Selection of studies
To be eligible for inclusion studies must have been published in English in a peer-reviewed journal after 1 January 2000.
An article was eligible for inclusion if it reported data on the prevalence of consumer-facing price promotions in a retail setting in an upper mid- to high-income country. These countries were identified though the World Bank’s categorisation of country incomes(28). Country-level income was used as a criterion as supermarkets are the main point of purchase in these countries and less so in lower to lower-mid income countries(29).
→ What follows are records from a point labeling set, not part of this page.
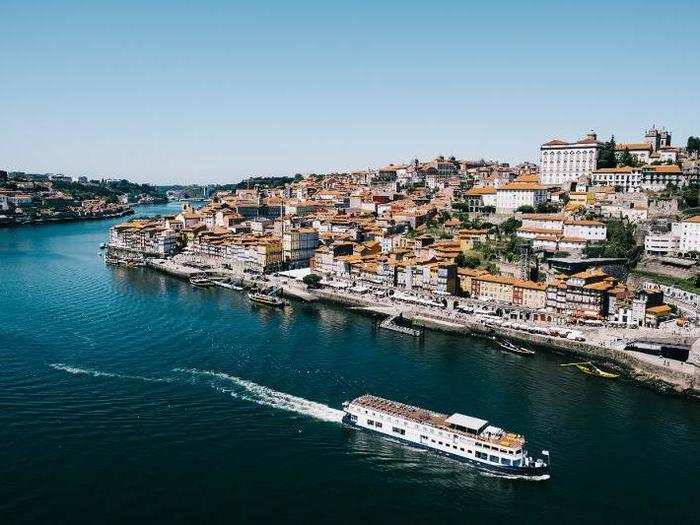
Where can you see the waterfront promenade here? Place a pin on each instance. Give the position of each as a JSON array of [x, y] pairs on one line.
[[605, 344]]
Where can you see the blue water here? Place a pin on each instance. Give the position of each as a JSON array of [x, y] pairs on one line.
[[127, 395]]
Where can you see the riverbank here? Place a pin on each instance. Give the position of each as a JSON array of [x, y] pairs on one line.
[[67, 218], [662, 375]]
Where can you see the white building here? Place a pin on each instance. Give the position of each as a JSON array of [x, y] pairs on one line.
[[299, 246], [661, 243], [641, 151], [513, 195], [625, 179], [588, 230], [683, 239], [689, 235], [562, 162]]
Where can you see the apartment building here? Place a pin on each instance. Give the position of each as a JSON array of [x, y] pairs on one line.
[[562, 162]]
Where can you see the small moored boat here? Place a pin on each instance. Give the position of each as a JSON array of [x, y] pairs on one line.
[[510, 347], [200, 280], [587, 367], [267, 299]]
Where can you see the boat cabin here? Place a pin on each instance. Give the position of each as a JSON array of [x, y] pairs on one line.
[[466, 424]]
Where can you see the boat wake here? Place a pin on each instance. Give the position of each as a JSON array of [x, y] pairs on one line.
[[262, 395], [99, 373]]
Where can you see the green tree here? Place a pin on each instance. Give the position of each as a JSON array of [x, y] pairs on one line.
[[606, 154], [509, 226], [691, 195], [546, 207], [466, 261], [312, 280], [627, 159]]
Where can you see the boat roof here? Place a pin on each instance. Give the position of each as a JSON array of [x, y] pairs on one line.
[[470, 423], [477, 426]]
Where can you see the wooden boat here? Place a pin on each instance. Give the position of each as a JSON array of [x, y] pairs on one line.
[[266, 299], [587, 367]]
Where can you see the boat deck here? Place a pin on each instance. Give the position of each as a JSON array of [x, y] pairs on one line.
[[434, 419]]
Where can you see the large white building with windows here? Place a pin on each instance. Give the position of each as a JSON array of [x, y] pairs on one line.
[[562, 162]]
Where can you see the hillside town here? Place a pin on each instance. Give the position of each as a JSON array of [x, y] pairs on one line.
[[35, 198], [597, 234]]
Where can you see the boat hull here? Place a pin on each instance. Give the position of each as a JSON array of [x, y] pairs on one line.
[[530, 472]]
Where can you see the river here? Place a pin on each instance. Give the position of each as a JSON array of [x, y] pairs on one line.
[[127, 395]]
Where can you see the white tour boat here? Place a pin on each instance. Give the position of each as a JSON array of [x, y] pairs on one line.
[[461, 437]]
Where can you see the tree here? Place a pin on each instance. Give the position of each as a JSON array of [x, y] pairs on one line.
[[466, 261], [547, 207], [606, 154], [312, 280], [691, 195], [627, 159]]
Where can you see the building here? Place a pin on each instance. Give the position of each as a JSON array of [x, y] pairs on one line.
[[147, 237], [624, 179], [562, 162], [513, 195], [299, 246], [683, 239], [689, 235], [481, 199], [582, 295]]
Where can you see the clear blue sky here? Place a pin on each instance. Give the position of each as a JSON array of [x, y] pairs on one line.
[[209, 91]]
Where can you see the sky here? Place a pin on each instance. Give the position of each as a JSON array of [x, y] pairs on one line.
[[216, 91]]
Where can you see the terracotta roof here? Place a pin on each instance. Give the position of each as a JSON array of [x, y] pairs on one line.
[[659, 310], [623, 169], [544, 217], [522, 186], [482, 191], [664, 168]]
An article was excluded if:
estimates for the prevalence on price promotions were based purely on sales data,
measurement consisted only of promoted products and therefore does not provide enough data to calculate prevalence of promotions (e.g. as in flyers and circulars),
it measured the impact of price promotions on sales (or purchasing intent) but did not report the prevalence of price promotions,
it manipulated the prevalence of price promotions in an artificial setting (e.g. virtual supermarkets, choice experiments) without presenting real-world data on the prevalence of price promotions,
the price promotion was presented in a food service setting (e.g. restaurants, canteens etc.) and not a retail setting,
the price reduction was only available to certain sub-groups of the population or based on the shopper’s characteristics or previous shopping behaviour (e.g. student discounts, store loyalty points),
the price promotion was retailer facing (i.e. trade promotions), not consumer facing.
Definitions
Population: The populations for this review were the sets of foods available for purchase in specific setting(s), from which a (sometimes comprehensive) sample of foods had been examined in the study. ‘Foods’ was defined as foods and non-alcoholic beverages intended for human consumption. Non-food items (e.g. household supplies), alcoholic beverages (and low alcohol and/or alcohol-free equivalents) and non-food items that are intended for human consumption (e.g. tobacco, vaping substances etc.) were not considered in this review.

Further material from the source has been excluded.